Every school physics textbook carries the same diagram: the Earth wearing two watery bulges, one facing the Moon and one opposite, with the planet spinning beneath them to give two high tides a day. The diagram explains why tides exist. It cannot explain a single actual tide table, and the ways it fails are more interesting than the picture itself.
Start with what the diagram gets right. The Moon's gravity pulls harder on the near side of the Earth than on the far side, and it is this difference — the tide-generating force — that matters, not the raw pull. The differential stretches the ocean along the Earth-Moon line, and because the Sun produces a similar effect at about 46 per cent of the Moon's strength, the two either stack (spring tides, near new and full moon) or partially cancel (neaps, near the quarters). So far, so textbook.
Now run the numbers on the bulge. For a hump of water to stay pointed at the Moon while the Earth rotates under it, it would have to sweep around the equator at roughly 1,600 kilometres per hour. A tide is a shallow-water wave, and such a wave's speed is set by depth: in an ocean averaging about four kilometres deep, it can manage only around 700 km/h. The ocean physically cannot keep up with the forcing. Add the continents, which block any bulge from circulating freely, and the equilibrium picture collapses. What the Moon and Sun actually do is shake the ocean basins rhythmically, twice every 24 hours and 50 minutes, and each basin responds like water sloshed in a bathtub — as a set of standing and rotating waves with a life of their own.
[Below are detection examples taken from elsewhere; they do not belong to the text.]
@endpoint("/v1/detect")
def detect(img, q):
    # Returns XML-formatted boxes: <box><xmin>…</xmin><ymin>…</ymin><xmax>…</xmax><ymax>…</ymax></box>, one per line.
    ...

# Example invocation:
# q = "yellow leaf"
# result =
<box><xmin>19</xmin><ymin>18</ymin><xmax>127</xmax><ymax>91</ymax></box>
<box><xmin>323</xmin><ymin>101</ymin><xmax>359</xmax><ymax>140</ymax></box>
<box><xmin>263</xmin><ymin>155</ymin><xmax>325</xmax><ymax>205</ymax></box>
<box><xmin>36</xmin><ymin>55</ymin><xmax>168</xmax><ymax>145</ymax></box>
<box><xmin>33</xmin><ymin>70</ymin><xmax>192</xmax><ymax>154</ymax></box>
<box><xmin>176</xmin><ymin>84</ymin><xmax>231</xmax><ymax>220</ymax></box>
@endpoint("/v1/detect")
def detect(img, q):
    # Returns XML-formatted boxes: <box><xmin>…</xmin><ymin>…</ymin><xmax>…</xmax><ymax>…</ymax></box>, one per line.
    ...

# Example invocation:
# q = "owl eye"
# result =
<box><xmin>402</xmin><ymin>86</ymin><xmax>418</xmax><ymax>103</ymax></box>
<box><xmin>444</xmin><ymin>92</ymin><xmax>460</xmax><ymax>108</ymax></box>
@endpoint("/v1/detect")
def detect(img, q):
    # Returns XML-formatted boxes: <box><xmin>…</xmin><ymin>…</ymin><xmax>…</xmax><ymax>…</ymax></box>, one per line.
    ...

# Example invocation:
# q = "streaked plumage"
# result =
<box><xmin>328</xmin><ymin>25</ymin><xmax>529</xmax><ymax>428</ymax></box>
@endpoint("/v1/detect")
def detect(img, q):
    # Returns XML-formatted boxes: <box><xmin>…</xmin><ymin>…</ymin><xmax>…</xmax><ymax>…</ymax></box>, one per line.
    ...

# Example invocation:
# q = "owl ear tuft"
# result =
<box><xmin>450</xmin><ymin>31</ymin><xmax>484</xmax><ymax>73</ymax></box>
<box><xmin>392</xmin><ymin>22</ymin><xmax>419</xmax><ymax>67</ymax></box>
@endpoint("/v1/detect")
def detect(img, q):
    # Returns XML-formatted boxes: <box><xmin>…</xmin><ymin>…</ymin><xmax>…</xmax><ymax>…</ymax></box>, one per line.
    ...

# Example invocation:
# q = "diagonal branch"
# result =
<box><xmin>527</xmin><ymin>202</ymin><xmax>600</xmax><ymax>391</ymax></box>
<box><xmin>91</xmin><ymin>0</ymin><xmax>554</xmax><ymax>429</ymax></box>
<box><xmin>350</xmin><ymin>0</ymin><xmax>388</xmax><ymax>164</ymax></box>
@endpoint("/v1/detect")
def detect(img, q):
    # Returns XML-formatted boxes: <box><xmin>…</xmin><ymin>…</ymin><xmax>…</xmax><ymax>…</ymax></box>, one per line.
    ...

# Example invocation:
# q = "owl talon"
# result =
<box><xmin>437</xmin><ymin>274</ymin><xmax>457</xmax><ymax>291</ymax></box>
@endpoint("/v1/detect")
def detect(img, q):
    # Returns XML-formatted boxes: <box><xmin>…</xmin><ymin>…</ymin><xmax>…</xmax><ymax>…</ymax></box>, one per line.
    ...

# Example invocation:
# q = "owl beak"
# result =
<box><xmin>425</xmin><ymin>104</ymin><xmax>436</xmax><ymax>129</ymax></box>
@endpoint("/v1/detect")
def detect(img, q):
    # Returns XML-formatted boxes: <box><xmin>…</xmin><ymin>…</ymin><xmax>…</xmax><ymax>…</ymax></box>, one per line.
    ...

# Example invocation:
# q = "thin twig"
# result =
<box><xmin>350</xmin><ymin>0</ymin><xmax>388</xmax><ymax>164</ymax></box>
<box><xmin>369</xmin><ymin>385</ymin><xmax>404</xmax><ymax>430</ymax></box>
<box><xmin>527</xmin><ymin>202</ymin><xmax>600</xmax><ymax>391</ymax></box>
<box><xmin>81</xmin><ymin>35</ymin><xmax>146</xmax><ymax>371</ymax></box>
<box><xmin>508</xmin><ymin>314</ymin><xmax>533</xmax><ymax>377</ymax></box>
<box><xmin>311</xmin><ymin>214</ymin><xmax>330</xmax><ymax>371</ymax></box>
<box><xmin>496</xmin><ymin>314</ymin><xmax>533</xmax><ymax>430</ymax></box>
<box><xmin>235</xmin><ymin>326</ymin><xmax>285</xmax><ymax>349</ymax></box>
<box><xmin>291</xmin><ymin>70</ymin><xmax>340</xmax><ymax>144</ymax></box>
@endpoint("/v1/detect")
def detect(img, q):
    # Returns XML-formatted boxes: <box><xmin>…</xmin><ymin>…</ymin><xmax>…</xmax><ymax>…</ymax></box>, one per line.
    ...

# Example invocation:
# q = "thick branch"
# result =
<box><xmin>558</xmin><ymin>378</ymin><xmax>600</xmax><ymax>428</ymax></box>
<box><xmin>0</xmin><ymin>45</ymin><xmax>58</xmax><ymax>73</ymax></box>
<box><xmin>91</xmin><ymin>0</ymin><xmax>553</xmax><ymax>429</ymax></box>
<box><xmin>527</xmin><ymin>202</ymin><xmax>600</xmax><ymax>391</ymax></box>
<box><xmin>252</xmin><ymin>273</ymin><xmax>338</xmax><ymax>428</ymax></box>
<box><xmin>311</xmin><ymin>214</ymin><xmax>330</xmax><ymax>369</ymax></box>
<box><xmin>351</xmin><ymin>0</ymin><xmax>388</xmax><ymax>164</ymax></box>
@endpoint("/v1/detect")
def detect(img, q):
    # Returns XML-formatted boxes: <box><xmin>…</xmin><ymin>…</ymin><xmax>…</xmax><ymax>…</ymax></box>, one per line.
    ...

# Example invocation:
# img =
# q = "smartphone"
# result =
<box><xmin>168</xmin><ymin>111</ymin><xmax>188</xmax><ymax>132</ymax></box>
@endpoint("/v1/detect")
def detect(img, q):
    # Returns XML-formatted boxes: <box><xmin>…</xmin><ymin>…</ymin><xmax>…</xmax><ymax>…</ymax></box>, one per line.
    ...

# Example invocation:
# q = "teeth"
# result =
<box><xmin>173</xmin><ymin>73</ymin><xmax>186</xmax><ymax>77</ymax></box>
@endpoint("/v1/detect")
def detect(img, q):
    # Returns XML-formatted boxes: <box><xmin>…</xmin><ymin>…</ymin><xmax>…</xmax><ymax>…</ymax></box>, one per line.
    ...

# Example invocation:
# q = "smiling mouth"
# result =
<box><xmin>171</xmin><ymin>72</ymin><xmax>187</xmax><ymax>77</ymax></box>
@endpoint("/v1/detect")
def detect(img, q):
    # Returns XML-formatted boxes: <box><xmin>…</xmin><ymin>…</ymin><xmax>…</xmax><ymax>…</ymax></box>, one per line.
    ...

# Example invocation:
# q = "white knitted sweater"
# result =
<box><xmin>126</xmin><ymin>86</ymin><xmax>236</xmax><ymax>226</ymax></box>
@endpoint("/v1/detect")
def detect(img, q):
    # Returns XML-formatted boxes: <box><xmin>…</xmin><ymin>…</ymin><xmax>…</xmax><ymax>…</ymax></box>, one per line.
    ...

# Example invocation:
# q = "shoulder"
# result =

That response is organised around amphidromic points: spots in the open sea where the tidal range is essentially zero, around which the crest of the tide rotates like the hand of a clock, once per tidal cycle. The rotation is a Kelvin wave, steered by the Coriolis effect, which in the northern hemisphere presses the wave against the coast on its right. The North Sea alone contains three amphidromic systems, which is why the tide arrives at Aberdeen, Hull and Harwich at quite different times, and why the semidiurnal wave takes most of a day to travel from the north of Scotland down the east coast to the Thames. Around Southampton, the interaction of the main tide with its shallow-water harmonics produces the famous double high water — two peaks a couple of hours apart — a gift to the port that no bulge diagram could ever predict.
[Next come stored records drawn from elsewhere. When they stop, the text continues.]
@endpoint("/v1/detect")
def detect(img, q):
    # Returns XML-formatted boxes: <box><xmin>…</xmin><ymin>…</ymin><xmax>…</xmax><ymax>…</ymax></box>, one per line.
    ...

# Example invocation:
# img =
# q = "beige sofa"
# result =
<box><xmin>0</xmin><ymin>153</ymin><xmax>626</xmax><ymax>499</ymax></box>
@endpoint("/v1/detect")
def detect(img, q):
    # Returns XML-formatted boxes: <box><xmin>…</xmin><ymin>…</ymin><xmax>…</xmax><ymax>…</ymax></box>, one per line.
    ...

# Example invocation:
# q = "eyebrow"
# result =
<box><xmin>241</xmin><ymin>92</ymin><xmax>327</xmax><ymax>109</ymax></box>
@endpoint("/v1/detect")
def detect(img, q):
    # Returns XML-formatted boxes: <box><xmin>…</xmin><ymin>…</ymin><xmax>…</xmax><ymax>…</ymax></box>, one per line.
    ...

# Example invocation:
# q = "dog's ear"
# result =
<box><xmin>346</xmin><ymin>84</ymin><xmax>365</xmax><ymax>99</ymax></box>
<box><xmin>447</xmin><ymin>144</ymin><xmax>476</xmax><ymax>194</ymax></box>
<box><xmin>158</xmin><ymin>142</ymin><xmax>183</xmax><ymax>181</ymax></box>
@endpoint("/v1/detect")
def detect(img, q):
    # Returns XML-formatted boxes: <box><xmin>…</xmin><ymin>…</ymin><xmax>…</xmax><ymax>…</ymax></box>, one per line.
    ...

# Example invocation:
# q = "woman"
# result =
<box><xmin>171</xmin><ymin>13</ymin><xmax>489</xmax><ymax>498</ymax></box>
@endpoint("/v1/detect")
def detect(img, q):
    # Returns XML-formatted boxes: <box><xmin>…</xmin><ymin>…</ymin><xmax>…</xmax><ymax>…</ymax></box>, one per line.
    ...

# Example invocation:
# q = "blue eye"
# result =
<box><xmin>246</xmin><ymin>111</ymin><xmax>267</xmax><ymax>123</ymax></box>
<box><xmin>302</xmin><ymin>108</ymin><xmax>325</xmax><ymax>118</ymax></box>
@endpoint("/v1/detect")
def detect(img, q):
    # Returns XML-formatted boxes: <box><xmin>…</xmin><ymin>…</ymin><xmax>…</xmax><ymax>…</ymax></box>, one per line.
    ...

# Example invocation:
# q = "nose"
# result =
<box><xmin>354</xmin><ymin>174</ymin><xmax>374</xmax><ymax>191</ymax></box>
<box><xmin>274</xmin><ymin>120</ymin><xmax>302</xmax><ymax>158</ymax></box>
Why the Severn roars and the Mediterranean sleeps
Resonance is the missing half of the story. Every basin has natural periods at which water sloshes back and forth, set by its length and depth. If a natural period sits close to the principal lunar period of 12 hours 25 minutes — oceanographers call this constituent M2 — the basin amplifies the forcing, cycle after cycle, like a pushed swing. The Bristol Channel and Severn Estuary form a funnel roughly 200 kilometres long whose sloshing period lies near that mark, and the narrowing, shoaling geometry concentrates the wave's energy further as it runs inland. The result at Avonmouth is a mean spring range of about 12.3 metres, with extremes approaching 14 — the second-largest tidal range on the planet, behind only the Bay of Fundy in Canada. On the biggest springs the leading edge steepens into the Severn bore, a breaking wave that runs upriver past Gloucester with surfers on its back.
The Mediterranean shows the opposite case. It is deep, its sub-basins have natural periods far from 12.42 hours, and it connects to the Atlantic only through the 14-kilometre-wide Strait of Gibraltar, too narrow to let much of the ocean tide in. Ranges of 20 to 40 centimetres are typical, which is why classical civilisations that ringed that sea wrote so little about tides, and why Mediterranean harbours never needed the lock gates that line British ports.

How Britain learned to predict the unpredictable diagram
Because each coastline's response is fixed by geography, tides can be forecast with remarkable precision despite the broken theory behind the school picture. The method, formalised in Victorian Britain by Lord Kelvin, decomposes the record from a tide gauge into dozens of harmonic constituents — M2, the solar S2, and the rest — then recombines them to predict years ahead. Kelvin built brass machines of pulleys and gears to do the summation; their successors are the numerical models run at the National Oceanography Centre in Liverpool, whose tide-gauge network and storm-surge forecasts feed the Environment Agency's flood warnings, and the UK Hydrographic Office in Taunton, whose Admiralty tide tables cover ports worldwide. The bulge diagram survives in classrooms because it answers the first question — why the sea moves at all. Everything a sailor, a surfer or a flood forecaster actually needs comes from treating the tide as what it is: the ocean ringing like a struck bell, at frequencies the Moon supplies but geography chooses.